Parafilaria multipapillosa

Scientific classification
- Kingdom: Animalia
- Phylum: Nematoda
- Class: Chromadorea
- Order: Rhabditida
- Family: Filariidae
- Genus: Parafilaria
- Species: P. multipapillosa
- Binomial name: Parafilaria multipapillosa (Condamine & Drouilly, 1878)

= Parafilaria multipapillosa =

- Authority: (Condamine & Drouilly, 1878)

Species of roundworm

Parafilaria multipapillosa (syn. Filaria haemorrhagica) is a parasitic nematode of the genus Parafilaria, which affects horses causing hemorrhagic subcutaneous nodules in the head and upper forelimbs, in North Africa, Southern and Eastern Europe, Asia and South America, leading to bleeding from the skin. It is commonly referred to as "summer bleeding".

==Description==
Parafilaria multipapillosa is related to Parafilaria antipini which are found in deer, and Parafilaria bovicola which causes hemorrhagic nodules in the skin of cattle and buffalo.

The nematode is thought to be passed by blood-sucking Haematobia spp [biting flies] in spring and summer. It causes skin nodules, particularly on the head and upper forequarters, which often bleed profusely ("summer bleeding") but then usually resolve, though occasionally suppurating. The nodules and bleeding, though annoying and unsightly are generally of little consequence. The clinical signs are pathognomonic. No effective treatment is available.

'“Modern researchers, [[Victor H. Mair | [Professor Victor] Mair]] notes, have come up with two different ideas [for the ancient Chinese references to the “Blood-sweating” horses of Ferghana]. The first suggests that small subcutaneous blood vessels burst as the horses sustained a long hard gallop. The second theorizes that a parasitic nematode, Parafilaria multipapillosa, triggered the phenomenon. P. multipapillosa is widely distributed across the Russian steppes and makes its living by burrowing into the subcutaneous tissues of horses. The resulting skin nodules bleed often, sometimes copiously, giving rise to a something veterinarians call “summer bleeding.”

==Ancient history==
Over 2,100 years ago two Chinese armies traveled 10,000 km to find "Heavenly Horses" or Ferghana horses, apparently infected with a tiny worm causing them to "sweat blood" from skin sores:

"Sometime earlier the emperor [ Wudi ] had divined by the Book of Changes and been told that "divine horses are due to appear" from the northwest". When the Wusun came with their horses, which were of an excellent breed, he named them "heavenly horses". Later, however, he obtained the blood-sweating horses from Dayuan [= Ferghana], which were even hardier.
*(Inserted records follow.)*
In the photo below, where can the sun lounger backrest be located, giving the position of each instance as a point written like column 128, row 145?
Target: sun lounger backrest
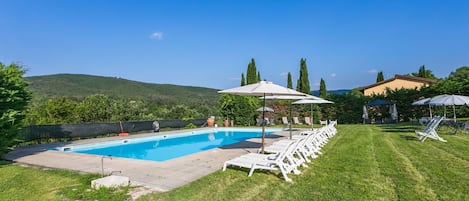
column 288, row 150
column 285, row 121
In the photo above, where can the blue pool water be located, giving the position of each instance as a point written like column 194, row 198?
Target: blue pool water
column 162, row 148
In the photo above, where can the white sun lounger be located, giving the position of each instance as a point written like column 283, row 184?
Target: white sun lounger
column 430, row 130
column 255, row 161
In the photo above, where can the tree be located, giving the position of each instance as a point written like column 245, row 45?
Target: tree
column 456, row 83
column 322, row 89
column 14, row 99
column 60, row 110
column 251, row 75
column 95, row 108
column 241, row 109
column 303, row 80
column 380, row 76
column 424, row 73
column 243, row 81
column 289, row 81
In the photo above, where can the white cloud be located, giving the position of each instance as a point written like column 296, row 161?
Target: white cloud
column 284, row 74
column 157, row 36
column 373, row 71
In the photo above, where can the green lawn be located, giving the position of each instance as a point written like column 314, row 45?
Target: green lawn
column 362, row 162
column 28, row 183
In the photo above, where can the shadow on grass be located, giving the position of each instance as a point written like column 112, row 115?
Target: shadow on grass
column 4, row 163
column 244, row 144
column 409, row 137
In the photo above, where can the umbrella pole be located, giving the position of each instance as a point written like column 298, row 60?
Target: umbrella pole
column 289, row 102
column 312, row 120
column 263, row 129
column 430, row 107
He therefore changed the name of the Wusun horses, calling them "horses from the western extremity", and used the name "heavenly horses" for the horses of Dayuan."

Parafilaria multipapillosa is thought to have been the cause of the "blood-sweating" of these famous and much desired horses from Ferghana, which Emperor Wu of Han China (Wudi) renamed "Heavenly Horses" (c. 113 BCE). In response, the Emperor sent out Li Guangli, the brother of his favorite concubine, he was given 6,000 horsemen and 20,000 infantry soldiers.[1] Li's army had to cross the Taklamakan Desert and his supplies soon ran out. After a gruesome march of over 1,000 miles he finally arrived to the country of Dayuan, but what remained of his army was exhausted and starving.[1] Li lost many men along the way in petty fights with local rulers. After a severe defeat at a place called Yucheng, Li concluded that he was not strong enough to take the enemy capital and therefore returned to Dunhuang about 102 BC.

Emperor Wudi responded by giving Li Guangli a much larger army along with a huge number of oxen, donkeys and camels to carry supplies. With this force he had no difficulty reaching Khujand (called Ershi by the Chinese), the Dayuan capital. He lost half his army during the march,[1] but after a 40-day siege the Chinese had broken through the outer wall and cut off the water supply. The nobles of Ershi killed their king and sent his head to Li Guangli, offering the Chinese all the horses they wanted. Li accepted the offer, appointed one of the nobles to be the new king and withdrew with a tribute of 3,000 horses.[1] On his return journey all the petty states accepted Chinese sovereignty. He reached the Jade Gate about 100 BC with 10,000 men and 1,000 horses.